Client side – in this case JasperReports Server, Jaspersoft Studio or any application using JasperReports Library
There are two flavours of Phoenix you can install:
- phoenix-[version]-client-hadoopX.jar – replace [version] with 3.3.1 and X with 1 or 2, based on your Hadoop version. This jar is standalone and includes its own version of HBase (+ dependencies)
- phoenix-[version]-client-without-hbase.jar – replace [version] with 3.3.1. This jar does not contain HBase nor Hadoop dependencies, which means you will have to provide your own jar files for those
Although option a is simpler, in our test we have used option b (client without HBase) because the HBase libraries included with Phoenix were not compatible with HBase installed on CDH 4.8.3.
For example, for JasperReports Server we have copied the following files to <js-webapp>/WEB-INF/lib:
From the the Phoenix download:
From one of the Hadoop cluster nodes (HBase master node on CDH in our test, but you should find similar files in your Hadoop distribution):
The paths above are normally symbolic links to the specific versions of the libraries.

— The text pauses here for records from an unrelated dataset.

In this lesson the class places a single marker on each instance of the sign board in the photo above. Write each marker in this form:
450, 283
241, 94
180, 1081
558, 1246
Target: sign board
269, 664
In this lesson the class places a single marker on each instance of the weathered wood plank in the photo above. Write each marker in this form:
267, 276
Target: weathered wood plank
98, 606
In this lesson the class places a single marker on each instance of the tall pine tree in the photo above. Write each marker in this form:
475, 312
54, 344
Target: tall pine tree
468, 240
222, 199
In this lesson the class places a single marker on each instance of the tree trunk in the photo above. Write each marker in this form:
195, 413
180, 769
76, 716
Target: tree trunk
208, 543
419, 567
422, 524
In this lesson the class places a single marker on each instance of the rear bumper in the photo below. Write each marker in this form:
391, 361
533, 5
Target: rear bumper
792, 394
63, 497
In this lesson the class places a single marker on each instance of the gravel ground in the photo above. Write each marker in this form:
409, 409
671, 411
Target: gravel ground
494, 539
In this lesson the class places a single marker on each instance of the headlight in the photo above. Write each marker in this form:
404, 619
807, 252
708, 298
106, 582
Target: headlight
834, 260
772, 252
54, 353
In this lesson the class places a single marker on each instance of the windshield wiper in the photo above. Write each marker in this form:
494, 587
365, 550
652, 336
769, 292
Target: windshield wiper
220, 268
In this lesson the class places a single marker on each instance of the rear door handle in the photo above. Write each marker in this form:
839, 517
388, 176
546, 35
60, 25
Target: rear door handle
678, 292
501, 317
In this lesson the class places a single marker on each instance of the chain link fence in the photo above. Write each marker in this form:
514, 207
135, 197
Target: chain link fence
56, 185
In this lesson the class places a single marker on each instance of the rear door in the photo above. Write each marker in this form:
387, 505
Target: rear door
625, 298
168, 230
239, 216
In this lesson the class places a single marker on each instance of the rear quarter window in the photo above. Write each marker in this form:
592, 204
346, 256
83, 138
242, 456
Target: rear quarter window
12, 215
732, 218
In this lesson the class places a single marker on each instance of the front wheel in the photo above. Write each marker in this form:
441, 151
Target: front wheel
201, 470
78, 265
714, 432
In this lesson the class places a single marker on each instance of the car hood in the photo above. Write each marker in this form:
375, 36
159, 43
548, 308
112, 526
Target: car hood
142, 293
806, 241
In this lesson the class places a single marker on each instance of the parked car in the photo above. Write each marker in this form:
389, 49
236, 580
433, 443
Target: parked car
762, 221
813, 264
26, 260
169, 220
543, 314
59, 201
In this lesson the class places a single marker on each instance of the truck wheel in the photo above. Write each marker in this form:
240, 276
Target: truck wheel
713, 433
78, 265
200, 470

You can copy those with a version in the file name or those without, it will not make a difference.
The same files above will be required (plus probably /usr/lib/hadoop/lib/common-collections-3.2.1.jar) in the classpath, in order to use Phoenix in Jaspersoft Studio or any applications using the the JasperReports Library. See "To add a JAR file to a data adapter's classpath" in the documentation for more details.
Setting up the data source
In JasperReports Server, create a new Data Source as superuser. Assuming your ZooKeeper quorum server host name is cluster1, you could use:
Type: JDBC Data Source
JDBC Driver: select Other...
Then the following fields will be available.
JDBC Driver (required): org.apache.phoenix.jdbc.PhoenixDriver
URL (required): jdbc:phoenix:cluster1
User Name and Password are not required in a default configuration.
Building a sample report
Any reports with an SQL query compatible with Phoenix can be used with a Data Source configured as above. Here's some sample DDL and a query to get you started. You can load employee data from the Foodmart sample database (gzipped and attached to this article in tab-separated values as employee.tsv.gz) to a standard HBase table, then create a table in Phoenix which exposes that data via SQL.
While extracting the data to the tsv file, we generated a UUID value to be used as the primary key of the HBase table, as it wouldn't be recommended to use the employee ID column which is a sequential integer.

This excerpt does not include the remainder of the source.